What is a Dummy variable?
A Dummy variable or Indicator Variable is an artificial variable created to represent an attribute with two or more distinct categories/levels. Basically the binary variables created from a categorical variable with having multiple levels are termed as dummy variables.
Why is it used?
Regression analysis treats all independent (X) variables in the analysis as numerical. Numerical variables are interval or ratio scale variables whose values are directly comparable, e.g. ‘10 is twice as much as 5’, or ‘3 minus 1 equals 2’. Often, however, you might want to include an attribute or nominal scale variable such as ‘Product Brand’ or ‘Type of Defect’ in your study. Say you have three types of defects, numbered ‘1’, ‘2’ and ‘3’. In this case, ‘3 minus 1’ doesn’t mean anything. You can’t subtracting defect 1 from defect 3. The numbers here are used to indicate or identify the levels of ‘Defect Type’ and do not have intrinsic meaning of their own. Dummy variables are created in this situation to ‘trick’ the regression algorithm into correctly analysing attribute variables.
Things to keep in mind about dummy variables:
Dummy variables assign the numbers ‘0’ and ‘1’ to indicate membership in any mutually exclusive and exhaustive category.
- The number of dummy variables necessary to represent a single attribute variable is equal to the number of levels (categories) in that variable minus one.
- For a given attribute variable, none of the dummy variables constructed can be redundant. That is, one dummy variable cannot be a constant multiple or a simple linear relation of another.

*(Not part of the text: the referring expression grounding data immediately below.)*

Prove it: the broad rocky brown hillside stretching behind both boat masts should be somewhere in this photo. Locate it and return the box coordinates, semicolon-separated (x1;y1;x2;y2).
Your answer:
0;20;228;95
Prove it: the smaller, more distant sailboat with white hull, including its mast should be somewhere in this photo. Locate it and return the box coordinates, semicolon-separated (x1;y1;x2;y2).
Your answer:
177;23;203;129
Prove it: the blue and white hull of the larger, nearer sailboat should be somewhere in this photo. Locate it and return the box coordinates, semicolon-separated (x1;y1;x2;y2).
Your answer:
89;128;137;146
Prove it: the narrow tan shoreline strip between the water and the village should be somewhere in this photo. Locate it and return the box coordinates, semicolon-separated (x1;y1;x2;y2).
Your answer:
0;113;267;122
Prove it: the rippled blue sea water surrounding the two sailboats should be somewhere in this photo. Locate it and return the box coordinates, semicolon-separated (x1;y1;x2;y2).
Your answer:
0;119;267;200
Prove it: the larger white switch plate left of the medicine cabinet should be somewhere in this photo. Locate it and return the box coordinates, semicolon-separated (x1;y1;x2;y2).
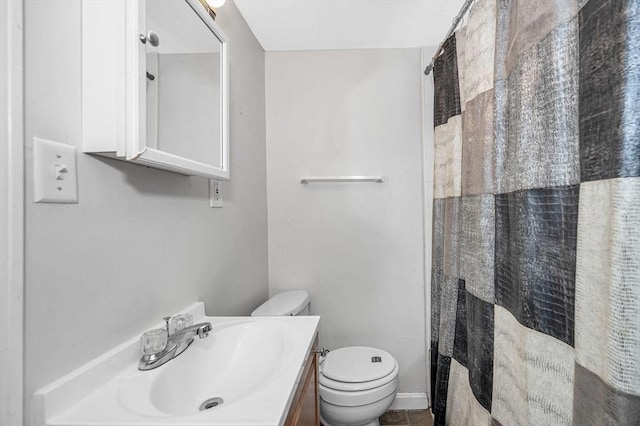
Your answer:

- The interaction of two attribute variables (e.g. Gender and Marital Status) is represented by a third dummy variable which is simply the product of the two individual dummy variables.
- The decision as to which level is not coded is often arbitrary. The level which is not coded is the category to which all other categories will be compared. As such, often the biggest group will be the not- coded category.